Alcibíades
foi um político ateniense do Século V a.C. De origem aristocrática, protegido
de Péricles, discípulo de Sócrates, era tido por extremamente ambicioso,
gozando, quando novo, de uma ascendência social impar entre os atenienses. Era
o árbitro da moda. Tudo aquilo que fazia era considerado interessante.
Copiava-se-lhe os maneirismos, as expressões, mesmo um defeito da fala –
pronunciava o som jota e gê como zê. Conta-se que, certo dia, aborrecido por
ter deixado momentaneamente de ser falado, mandou cortar o rabo ao cão –
criando uma nova moda em Atenas… Repetidas e adaptadas à exaustão até hoje, este género de encenações promocionais são historicamente muito antigas. Os
próprios historiadores, inspirando-se, não se furtam a elas.
Em 1999, um
jovem historiador escocês chamado Niall Ferguson adquiriu uma notoriedade entre a História de língua inglesa quando
escreveu um controverso livro sobre a Primeira Guerra Mundial intitulado The Pity of War¹ onde criticava algumas das ideias consagradas a respeito do
conflito – que classificava como mitos. Foi um livro que li com muito
interesse, deu-me pistas para ler outros revisionistas sobre aquele mesmo período. Porém, mais do que a argumentação (sólida), era a própria redacção do
livro, desnecessariamente assertiva e desafiadora, que acabava por se voltar
contra a sua credibilidade. O livro parecia mais concebido para
projectar o estatuto de Ferguson do que para induzir-nos a rever as nossas concepções sobre o
que então acontecera.
A verdade é
que Niall Ferguson adquiriu a merecida notoriedade e em outras obras
posteriores (Empire, uma análise do imperialismo britânico, ou Colossus, sobre
o norte-americano que lhe sucedeu) já foi mais persuasivo na fundamentação dos
seus argumentos, consagrando-se. Ainda gosto de o ler embora, tendo-se mudado para os Estados
Unidos, o seu engajamento ideológico se tenha tornado progressivamente mais
fervoroso – apoiou os últimos candidatos presidenciais republicanos McCain e
Romney – e o teor daquilo que escreve tornou-se mais convencional e desinteressante.
Ainda recentemente, Niall Ferguson envolveu-se numa polémica pública – de
carácter político, sem sombra de científico… – com o também híper-mediático economista Paul Krugman.

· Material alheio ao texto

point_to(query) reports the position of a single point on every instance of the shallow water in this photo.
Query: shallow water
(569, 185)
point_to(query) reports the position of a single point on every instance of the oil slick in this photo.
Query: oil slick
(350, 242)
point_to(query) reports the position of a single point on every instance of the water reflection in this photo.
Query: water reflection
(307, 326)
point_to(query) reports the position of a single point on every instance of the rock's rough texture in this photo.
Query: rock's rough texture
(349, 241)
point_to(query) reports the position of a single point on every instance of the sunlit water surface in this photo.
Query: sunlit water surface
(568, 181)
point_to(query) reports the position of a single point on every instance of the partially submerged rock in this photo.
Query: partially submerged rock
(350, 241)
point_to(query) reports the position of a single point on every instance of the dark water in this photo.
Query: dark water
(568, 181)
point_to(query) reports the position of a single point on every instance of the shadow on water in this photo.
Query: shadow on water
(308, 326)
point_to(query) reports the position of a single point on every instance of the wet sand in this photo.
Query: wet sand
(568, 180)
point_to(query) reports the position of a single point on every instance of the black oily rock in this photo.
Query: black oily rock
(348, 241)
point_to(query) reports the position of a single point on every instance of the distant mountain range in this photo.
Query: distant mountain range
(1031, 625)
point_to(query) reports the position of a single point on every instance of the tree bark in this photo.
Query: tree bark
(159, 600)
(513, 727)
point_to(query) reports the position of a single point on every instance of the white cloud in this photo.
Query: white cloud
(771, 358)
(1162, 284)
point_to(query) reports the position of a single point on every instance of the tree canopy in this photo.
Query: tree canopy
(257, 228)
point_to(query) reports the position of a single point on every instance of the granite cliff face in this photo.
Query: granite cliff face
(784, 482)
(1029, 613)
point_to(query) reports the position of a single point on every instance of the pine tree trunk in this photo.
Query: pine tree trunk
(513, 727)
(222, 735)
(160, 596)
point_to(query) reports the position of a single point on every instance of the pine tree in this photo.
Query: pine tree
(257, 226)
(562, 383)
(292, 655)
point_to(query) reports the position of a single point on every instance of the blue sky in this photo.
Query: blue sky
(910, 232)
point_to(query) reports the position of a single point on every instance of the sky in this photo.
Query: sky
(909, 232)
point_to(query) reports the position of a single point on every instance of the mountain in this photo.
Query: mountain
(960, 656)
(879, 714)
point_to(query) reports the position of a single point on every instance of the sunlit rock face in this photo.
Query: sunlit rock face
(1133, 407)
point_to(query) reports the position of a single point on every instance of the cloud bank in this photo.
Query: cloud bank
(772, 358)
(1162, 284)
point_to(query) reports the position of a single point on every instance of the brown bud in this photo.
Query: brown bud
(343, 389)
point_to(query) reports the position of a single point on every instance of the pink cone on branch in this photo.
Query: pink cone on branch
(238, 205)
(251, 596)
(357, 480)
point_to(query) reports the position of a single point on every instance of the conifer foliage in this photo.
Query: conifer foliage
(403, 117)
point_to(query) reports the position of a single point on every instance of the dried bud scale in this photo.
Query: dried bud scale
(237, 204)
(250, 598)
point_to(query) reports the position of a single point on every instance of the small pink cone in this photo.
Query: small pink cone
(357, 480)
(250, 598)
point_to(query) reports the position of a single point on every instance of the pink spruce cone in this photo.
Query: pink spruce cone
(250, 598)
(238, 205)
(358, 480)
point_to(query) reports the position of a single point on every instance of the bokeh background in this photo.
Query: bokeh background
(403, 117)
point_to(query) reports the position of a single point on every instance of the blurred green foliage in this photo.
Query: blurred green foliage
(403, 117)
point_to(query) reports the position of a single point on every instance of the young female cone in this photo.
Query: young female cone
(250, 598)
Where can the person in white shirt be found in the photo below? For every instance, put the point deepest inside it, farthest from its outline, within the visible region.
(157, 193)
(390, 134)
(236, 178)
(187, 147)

Se contei toda esta pequena história de um revisionismo posto ao serviço
da promoção de uma obra e de uma carreira, foi para a diferenciar daquilo que
me parece estar a acontecer a respeito da polémica envolvendo Rui Ramos, as
suas concepções da 1ª República e do Estado Novo - que se mantém. Reconhecendo que houve controvérsia no nosso pequeno ciclo académico quando do lançamento inicial
da obra em 2009, o seu reaparecimento, transbordando agora para a opinião
pública, o corte do rabo do cão, não foi sua responsabilidade. No caso,
terá sido até Manuel Loff o principal catapultado para a notoriedade. Mesmo a calhar, como há
25 séculos, continuamos a adorar dar a nossa opinião sobre a beleza estética de
um cão sem cauda…
¹ Não tenho
notícia da tradução da obra para português.